“Taylor”


What inspired this piece?

In the beginning of 2025 I made a decision to get back into creating art after a 10 year hiatus while I was getting my Nursing degree. Art had to take a couple steps back as the time I had was dedicated to studying and working (but that is another story). When I decided to get back into art, I wanted to see if I could make it as an artist. So I decided to go to my paper cut style because I feel like it is a unique enough style that can easily be recognized as “my style”. For this first piece back, my goal was to do a well known subject that is big and complicated to give me an idea of how long a piece like this would take so if I had any commissioning requests I could give the collector an honest estimate of how long it would take me to complete. While looking for a subject, I wanted to appeal to a younger crowd. Until this time, my other cut portraits were people of older TV shows, movies and music, but instead of looking into the past, I decided to try and do a piece that was more in the present. That is when I decided to pick Taylor Swift as a subject because at that time she was all over the news and music scene. Taylor had the recognition I was looking for in a piece, and her lavish outfits adorn with millions of sequins, would make this the most complicated piece I had done up to this point.

Why this pose of Taylor Swift?

While looking through hundreds of photos of Taylor Swift, I felt drawn to this one, as I feel it best portrays who Taylor is. (Now, full disclosure, I do not listen to Taylor Swift, I maybe know a handful of songs at best, so I am not at all an expert.) The first thing I loved about this pose, is Taylor’s arm flex. I felt that this was not a show of her physical strength, but of her strength as a musician and as an influencer. She has millions of followers, she has over 100 million albums sold, she has one of the most successful music tours ever, and that is her flex of strength. This arm flex also feel like a challenge to anyone who dares to cross her path. She knows what she can, and has accomplished, and she knows she will win every time. It is that confidence that can also been seen in her face in this piece. Taylor’s eyes and her iconic bright red lipstick, shouting to the world that she is on top, she is the best. If all of that does not deter you from challenging her, in this pose, she has her microphone at the ready in her right hand, like an old western outlaw ready to draw her revolver in a standoff. This is the feeling I got off of this one pose over all of the pictures I saw of Taylor Swift. (Credit to the Associated Press that took the original photo)

What did I hope to achieve with this piece?

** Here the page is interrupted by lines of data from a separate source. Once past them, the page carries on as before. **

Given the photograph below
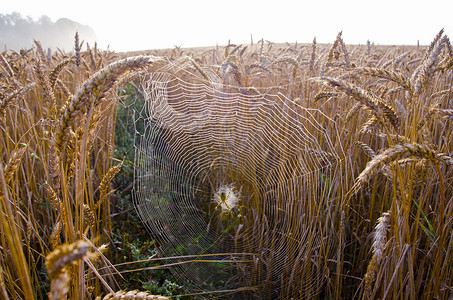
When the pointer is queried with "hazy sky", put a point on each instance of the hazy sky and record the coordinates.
(139, 25)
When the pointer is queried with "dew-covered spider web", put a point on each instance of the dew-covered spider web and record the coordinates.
(228, 183)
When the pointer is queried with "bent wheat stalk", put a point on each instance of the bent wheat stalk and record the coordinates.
(394, 153)
(95, 89)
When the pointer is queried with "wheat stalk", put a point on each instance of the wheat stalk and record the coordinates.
(396, 152)
(379, 242)
(396, 77)
(93, 90)
(378, 107)
(133, 295)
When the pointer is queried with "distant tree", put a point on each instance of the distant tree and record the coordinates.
(17, 32)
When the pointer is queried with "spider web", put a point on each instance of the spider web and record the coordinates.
(201, 137)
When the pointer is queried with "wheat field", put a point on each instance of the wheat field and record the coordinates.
(387, 202)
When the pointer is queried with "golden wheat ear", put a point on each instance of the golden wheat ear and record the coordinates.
(95, 89)
(133, 295)
(397, 152)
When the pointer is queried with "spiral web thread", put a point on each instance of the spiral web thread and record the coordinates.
(204, 143)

While this piece was my re-introduction into creating art, I did have a few artistic challenges I wanted to try with this piece. First, this was going to be one of the biggest pieces I have done so far. For these portraits I use 12×12 inch scrapbooking cardstock paper so having pieces to cut larger than that, I have to put two or three pieces together to create the right size to fit the shape, but this creates a seam in the paper. The biggest challenge is trying to hide these seams, so that they do not distract from the overall piece. However, sometimes it cannot be completely hidden so it is a matter of making them as minimum as possible. The second challenge I wanted to accomplish is to create a section with multiple colors. Before this piece, each section would have the different color values of the section in the main color. For example if you look at Taylor’s skin, each skin section has seven different values of her main skin tone, but for her red lips and for her sequined body suit, one color was not going to do this piece any justice. While her red lips were straight forward, her Body suit was a different story. In the original picture, the sequins hitting the light made it so there were multiple colors. I decided to take the main colors of the grey-ish suit with deep blue and magenta sequin highlights, and use those three colors to use for the body suit. It was a challenge to road map this out on my template as my printer colors didn’t fully match the colors I was seeing on the screen. So halfway through road mapping my color copy, I decided to start over and print in black and white, and color with a color pencil what color I wanted each shade to be. This was a pain staking process, and one that on somedays all I could muster for working on the body suit was 5 minutes tops before mental exhaustion would set in. With these two challenges to accomplish along with getting back into creating art, I found this piece to be successful in what I wanted to accomplish artistically.